その後、二人は夫婦仲睦まじく暮らしました。しかし、柳湘蓮が金持ちを襲って貧者に施し、山で追い剥ぎをしていたことが明るみになり、役所に逮捕され、投獄されてしまいました。

鴛鴦はとても心配し、八方手を尽くして頼み込み、また、毎日酒と料理を持って監獄の湘蓮を訪ねました。湘蓮は鴛鴦の手を握って、「こんな事になるとは思わなかった。あんたに累が及ばないかと心配でならない。私のために駆け回ったり、毎日料理を届けてもらい、本当に申し訳ない」。 鴛鴦は、「何でもないわ! 私がしたくてやっていることよ。あなたが早く出獄して、夫婦一緒に過ごせるなら、苦労したって餓死したって本望よ」。 柳湘蓮は感激やまず、「あんたは本当に得難い知己だよ。でも私たちは困窮してしまった。私のために働いたり、無駄なお金を使わないでくれ。将来どうやって暮らしていくつもりだい?」 鴛鴦は、「心配しすぎよ! 人とお金とどっちが大事なの? 『山に行ったら山の歌を歌え(到了哪山,再唱哪山的歌=柔軟に適時適切な対策を取ること)』って言うじゃないの! 出て来られさえすれば、破産したからって何よ!」と言って、柳湘蓮の言うことを聞き入れようとはしません。湘蓮には、ゆっくり休んで、外部のことはあまり気にしないようにとだけ言って、戻ると店の商品を換金し、役人に渡して働きかけました。一年余りで柳湘蓮はようやく釈放されました。
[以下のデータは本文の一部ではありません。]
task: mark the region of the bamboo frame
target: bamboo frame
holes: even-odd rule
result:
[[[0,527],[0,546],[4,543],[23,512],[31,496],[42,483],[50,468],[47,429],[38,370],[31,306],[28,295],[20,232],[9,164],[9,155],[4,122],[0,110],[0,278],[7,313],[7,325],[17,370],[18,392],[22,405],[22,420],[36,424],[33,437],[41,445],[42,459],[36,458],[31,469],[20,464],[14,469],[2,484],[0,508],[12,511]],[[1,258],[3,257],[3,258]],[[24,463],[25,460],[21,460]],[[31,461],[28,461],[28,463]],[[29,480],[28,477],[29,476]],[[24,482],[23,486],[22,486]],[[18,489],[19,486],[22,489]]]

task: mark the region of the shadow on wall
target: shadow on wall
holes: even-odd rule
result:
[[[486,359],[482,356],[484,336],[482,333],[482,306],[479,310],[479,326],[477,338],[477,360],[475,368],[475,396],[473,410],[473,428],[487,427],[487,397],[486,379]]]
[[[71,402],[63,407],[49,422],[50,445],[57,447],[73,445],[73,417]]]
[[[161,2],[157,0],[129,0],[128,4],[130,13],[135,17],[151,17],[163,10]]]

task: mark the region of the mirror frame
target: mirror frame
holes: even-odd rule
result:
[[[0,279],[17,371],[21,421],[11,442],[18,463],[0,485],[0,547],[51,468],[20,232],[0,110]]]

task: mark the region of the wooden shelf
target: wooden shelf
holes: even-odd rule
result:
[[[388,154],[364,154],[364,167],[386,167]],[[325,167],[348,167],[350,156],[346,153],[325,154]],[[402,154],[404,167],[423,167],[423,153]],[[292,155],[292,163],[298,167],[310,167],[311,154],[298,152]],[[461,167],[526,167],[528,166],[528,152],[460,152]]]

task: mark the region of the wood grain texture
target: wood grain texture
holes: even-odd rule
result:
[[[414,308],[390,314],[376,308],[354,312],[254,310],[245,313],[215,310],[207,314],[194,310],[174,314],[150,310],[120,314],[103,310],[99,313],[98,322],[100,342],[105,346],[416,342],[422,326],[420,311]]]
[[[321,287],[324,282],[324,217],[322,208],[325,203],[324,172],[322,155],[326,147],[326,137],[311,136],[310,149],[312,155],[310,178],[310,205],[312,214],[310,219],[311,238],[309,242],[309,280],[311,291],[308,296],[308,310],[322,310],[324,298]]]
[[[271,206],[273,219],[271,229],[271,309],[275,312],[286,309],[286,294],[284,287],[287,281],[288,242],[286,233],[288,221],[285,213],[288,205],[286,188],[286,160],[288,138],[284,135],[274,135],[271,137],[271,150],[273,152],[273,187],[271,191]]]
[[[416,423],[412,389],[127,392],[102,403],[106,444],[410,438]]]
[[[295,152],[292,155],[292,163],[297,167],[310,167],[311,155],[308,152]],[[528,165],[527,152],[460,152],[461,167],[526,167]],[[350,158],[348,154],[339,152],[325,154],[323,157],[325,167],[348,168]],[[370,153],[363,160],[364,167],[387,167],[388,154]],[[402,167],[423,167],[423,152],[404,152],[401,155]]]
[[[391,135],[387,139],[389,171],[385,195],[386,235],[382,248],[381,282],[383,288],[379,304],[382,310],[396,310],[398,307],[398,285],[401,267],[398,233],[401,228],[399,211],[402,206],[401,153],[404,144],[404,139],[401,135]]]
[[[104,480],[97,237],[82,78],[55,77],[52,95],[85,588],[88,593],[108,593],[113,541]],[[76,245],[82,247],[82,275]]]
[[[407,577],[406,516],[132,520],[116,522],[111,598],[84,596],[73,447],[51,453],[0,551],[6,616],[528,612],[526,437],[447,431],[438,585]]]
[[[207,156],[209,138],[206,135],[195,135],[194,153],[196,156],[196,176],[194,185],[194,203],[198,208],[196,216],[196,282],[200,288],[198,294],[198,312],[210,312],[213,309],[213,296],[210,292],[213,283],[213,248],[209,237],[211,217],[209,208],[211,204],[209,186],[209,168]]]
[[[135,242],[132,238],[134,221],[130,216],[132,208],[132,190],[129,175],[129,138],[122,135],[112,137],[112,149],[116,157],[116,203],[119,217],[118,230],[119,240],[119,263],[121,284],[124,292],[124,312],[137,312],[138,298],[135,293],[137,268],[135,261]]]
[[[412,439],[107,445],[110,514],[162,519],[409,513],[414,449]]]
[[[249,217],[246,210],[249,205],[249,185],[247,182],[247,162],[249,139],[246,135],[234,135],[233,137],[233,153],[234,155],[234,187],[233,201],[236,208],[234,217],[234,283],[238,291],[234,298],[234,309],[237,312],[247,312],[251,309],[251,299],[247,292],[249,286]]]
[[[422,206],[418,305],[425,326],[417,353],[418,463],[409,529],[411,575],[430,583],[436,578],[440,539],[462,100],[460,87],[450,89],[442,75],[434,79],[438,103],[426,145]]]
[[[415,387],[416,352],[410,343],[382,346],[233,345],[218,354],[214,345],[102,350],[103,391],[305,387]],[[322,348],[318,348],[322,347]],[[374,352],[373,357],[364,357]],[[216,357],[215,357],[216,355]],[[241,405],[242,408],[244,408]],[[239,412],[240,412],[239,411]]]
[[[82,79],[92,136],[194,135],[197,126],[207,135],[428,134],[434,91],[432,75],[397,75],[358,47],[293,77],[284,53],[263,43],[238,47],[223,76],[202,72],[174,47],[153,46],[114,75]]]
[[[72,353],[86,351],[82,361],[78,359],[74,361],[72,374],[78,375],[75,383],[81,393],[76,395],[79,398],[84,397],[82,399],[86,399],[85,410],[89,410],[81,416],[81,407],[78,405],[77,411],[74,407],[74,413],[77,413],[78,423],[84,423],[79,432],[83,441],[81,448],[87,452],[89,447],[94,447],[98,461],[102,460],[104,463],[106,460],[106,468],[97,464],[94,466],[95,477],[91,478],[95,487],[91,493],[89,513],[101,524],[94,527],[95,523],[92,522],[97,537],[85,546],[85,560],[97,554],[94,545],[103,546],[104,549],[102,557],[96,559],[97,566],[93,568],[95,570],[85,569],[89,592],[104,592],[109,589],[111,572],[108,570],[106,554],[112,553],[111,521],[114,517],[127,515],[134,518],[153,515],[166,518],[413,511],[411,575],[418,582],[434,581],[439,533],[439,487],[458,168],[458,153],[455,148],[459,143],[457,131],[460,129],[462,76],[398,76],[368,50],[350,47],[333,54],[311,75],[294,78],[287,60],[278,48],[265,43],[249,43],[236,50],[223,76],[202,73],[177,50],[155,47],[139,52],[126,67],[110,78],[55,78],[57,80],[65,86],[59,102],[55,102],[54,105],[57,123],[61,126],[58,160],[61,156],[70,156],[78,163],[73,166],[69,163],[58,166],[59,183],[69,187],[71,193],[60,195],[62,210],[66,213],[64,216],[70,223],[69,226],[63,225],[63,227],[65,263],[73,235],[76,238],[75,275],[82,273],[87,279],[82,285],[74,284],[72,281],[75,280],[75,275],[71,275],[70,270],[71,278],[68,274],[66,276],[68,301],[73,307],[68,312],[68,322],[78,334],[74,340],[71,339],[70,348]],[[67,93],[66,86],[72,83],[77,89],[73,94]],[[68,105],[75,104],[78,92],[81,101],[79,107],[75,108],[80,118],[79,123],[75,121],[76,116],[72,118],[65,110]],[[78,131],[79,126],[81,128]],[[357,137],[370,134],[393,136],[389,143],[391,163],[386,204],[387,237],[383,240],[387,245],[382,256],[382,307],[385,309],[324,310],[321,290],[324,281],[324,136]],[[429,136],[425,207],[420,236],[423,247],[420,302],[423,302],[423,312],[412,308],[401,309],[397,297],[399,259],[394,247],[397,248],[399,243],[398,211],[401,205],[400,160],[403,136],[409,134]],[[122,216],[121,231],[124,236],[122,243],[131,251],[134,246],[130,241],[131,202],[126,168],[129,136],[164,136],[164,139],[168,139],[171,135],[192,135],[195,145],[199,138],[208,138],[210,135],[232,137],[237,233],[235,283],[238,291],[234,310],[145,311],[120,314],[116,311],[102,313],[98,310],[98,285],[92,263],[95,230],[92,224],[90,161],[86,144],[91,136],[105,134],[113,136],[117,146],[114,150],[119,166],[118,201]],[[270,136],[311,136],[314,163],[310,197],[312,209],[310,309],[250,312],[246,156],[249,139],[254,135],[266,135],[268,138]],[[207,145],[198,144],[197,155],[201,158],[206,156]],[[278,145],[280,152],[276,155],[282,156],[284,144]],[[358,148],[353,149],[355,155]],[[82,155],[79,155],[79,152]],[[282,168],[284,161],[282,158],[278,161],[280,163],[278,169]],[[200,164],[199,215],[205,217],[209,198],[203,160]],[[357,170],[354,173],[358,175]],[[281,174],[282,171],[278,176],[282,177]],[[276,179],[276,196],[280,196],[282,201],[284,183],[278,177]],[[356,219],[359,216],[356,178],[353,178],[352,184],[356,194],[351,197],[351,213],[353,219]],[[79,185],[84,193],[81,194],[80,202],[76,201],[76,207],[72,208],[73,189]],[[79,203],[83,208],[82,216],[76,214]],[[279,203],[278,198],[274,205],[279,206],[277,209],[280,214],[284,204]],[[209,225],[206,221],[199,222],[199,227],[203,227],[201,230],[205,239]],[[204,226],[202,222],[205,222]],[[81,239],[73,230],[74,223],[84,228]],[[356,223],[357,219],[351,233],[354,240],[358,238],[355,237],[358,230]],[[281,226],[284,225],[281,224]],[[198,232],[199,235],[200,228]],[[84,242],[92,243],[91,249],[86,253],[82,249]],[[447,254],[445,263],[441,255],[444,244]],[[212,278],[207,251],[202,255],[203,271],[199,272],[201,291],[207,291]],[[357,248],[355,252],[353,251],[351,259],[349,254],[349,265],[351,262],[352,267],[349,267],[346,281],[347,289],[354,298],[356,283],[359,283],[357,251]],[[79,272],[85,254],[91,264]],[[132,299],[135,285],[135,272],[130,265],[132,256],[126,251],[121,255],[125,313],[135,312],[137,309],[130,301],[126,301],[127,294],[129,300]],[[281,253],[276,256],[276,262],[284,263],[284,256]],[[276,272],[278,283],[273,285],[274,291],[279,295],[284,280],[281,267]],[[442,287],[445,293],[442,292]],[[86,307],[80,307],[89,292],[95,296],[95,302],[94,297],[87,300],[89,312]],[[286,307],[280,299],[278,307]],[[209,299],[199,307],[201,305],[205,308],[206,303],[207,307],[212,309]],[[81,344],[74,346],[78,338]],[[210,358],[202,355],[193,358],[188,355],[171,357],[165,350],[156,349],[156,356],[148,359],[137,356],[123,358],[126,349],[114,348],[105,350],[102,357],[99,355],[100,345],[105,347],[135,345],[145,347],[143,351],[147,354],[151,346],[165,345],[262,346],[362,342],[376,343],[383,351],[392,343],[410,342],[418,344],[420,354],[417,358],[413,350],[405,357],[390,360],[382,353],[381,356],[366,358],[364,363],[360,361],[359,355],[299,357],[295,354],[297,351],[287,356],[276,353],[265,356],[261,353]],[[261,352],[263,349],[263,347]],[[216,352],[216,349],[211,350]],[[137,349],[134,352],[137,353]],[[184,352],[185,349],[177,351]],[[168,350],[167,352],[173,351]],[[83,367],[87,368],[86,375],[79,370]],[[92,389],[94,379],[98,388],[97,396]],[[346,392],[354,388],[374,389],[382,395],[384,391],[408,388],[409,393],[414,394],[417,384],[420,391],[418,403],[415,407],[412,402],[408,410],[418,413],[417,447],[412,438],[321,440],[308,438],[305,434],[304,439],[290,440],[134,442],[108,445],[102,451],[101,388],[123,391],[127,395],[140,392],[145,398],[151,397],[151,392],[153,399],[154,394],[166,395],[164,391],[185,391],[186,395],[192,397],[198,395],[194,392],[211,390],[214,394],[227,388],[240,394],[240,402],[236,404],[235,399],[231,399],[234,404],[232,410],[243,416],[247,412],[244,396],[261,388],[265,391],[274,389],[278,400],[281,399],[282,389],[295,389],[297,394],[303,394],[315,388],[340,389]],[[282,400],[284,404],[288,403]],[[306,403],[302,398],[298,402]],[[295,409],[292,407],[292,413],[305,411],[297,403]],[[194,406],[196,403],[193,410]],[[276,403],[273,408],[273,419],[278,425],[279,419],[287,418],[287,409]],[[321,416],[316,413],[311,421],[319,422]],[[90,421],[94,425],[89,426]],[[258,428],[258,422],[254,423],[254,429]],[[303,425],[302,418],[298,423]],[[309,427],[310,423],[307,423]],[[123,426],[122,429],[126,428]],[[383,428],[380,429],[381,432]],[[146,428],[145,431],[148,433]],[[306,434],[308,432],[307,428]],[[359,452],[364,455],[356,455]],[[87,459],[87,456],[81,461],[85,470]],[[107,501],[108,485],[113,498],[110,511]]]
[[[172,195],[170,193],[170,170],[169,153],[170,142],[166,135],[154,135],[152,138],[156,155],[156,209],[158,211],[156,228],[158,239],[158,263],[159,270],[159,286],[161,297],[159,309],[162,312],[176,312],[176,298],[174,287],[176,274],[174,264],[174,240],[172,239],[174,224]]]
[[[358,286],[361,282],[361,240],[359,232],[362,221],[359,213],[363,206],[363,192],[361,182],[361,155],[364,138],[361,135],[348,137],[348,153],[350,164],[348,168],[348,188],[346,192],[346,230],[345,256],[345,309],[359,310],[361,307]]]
鴛鴦は非常に喜び、自ら迎えに行きました。柳湘雲が家に戻ると、家財はほとんど残っておらず、鴛鴦が自分を出獄させるために使い果たしたことを知り、感謝に堪えませんでした。そして、小さな店を開いて商売を始めました。柳湘蓮は、鴛鴦と約束をし、旅費を稼いだら、京城に帰って宝玉、馮紫英たちに会いに行くことにしました。鴛鴦は嬉しそうに頷きました。この後はどうなるでしょうか。お知りになりたければ次回をお聞きください。